Clinicals are going well. Gateway Hospital is a very busy place. The hospital is adding on a new addition that is to be open in approximately one year. Here is a case I had recently.



A 52 year old female presented to ED. She was diagnosed with breast cancer and had a right breast mastectomy in May. Since then her incisional wound, was draining yellowish colored pus. I scanned her using a routine chest protocol to see if she had a chest wall abscess. I scanned the pt with 70 cc of omnipaque 350 with a 40 second delay. I then processed the images into sagittal and coronals. The radiologist stated that she has an 8.0 x 5.5 cm seroma or possible abscess. He also felt that she has mets.






Thursday, October 8, 2009

3rd Clinical Blog




It hasn't been quite as busy at clinical, but that is o.k, need a break from the craziness.
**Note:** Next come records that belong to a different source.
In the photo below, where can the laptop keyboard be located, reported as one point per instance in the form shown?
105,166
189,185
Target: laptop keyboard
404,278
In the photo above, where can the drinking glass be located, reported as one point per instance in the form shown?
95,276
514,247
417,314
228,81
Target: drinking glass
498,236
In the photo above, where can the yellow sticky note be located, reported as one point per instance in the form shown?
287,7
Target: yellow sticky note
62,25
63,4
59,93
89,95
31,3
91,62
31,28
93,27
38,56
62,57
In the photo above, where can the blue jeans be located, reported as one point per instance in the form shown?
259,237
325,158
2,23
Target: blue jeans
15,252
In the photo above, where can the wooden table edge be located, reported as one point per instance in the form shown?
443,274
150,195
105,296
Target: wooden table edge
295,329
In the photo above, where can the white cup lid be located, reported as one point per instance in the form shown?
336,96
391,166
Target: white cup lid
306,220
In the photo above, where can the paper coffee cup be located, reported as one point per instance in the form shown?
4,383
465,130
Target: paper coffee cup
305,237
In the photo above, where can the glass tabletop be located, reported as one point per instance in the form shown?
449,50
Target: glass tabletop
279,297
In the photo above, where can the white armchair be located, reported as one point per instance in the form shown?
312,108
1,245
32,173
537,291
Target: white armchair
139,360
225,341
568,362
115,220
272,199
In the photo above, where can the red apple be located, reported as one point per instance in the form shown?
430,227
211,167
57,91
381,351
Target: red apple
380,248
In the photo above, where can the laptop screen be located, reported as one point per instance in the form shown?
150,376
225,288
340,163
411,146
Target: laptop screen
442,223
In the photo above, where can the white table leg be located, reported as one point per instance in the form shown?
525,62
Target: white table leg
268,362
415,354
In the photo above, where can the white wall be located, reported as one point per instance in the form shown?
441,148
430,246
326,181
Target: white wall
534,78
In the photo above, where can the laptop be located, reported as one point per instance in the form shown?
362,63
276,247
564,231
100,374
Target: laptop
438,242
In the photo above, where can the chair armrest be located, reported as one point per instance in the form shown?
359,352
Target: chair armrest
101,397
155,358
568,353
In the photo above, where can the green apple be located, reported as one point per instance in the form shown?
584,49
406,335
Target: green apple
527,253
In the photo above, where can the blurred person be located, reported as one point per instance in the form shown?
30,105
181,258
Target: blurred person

Recently a 39 year old male presented as an outpatient. He had an ATV accident two days prior and was seen in the emergency room. He had plain x-rays that showed a sternal fracture. He had a round knot to the right of his sternum which is causing him great pain. I placed a radiopaque CT BB marker on the middle of the knot. I scanned him using the routine chest protocol. I used 60 cc of Omnipaque 350 and reformated them in sagittal and coronal images. The radiologist read it as a small ovoid fluid collection measuring 3.3 x 1.1 cm possibly a resolving hematoma or fat necrosis.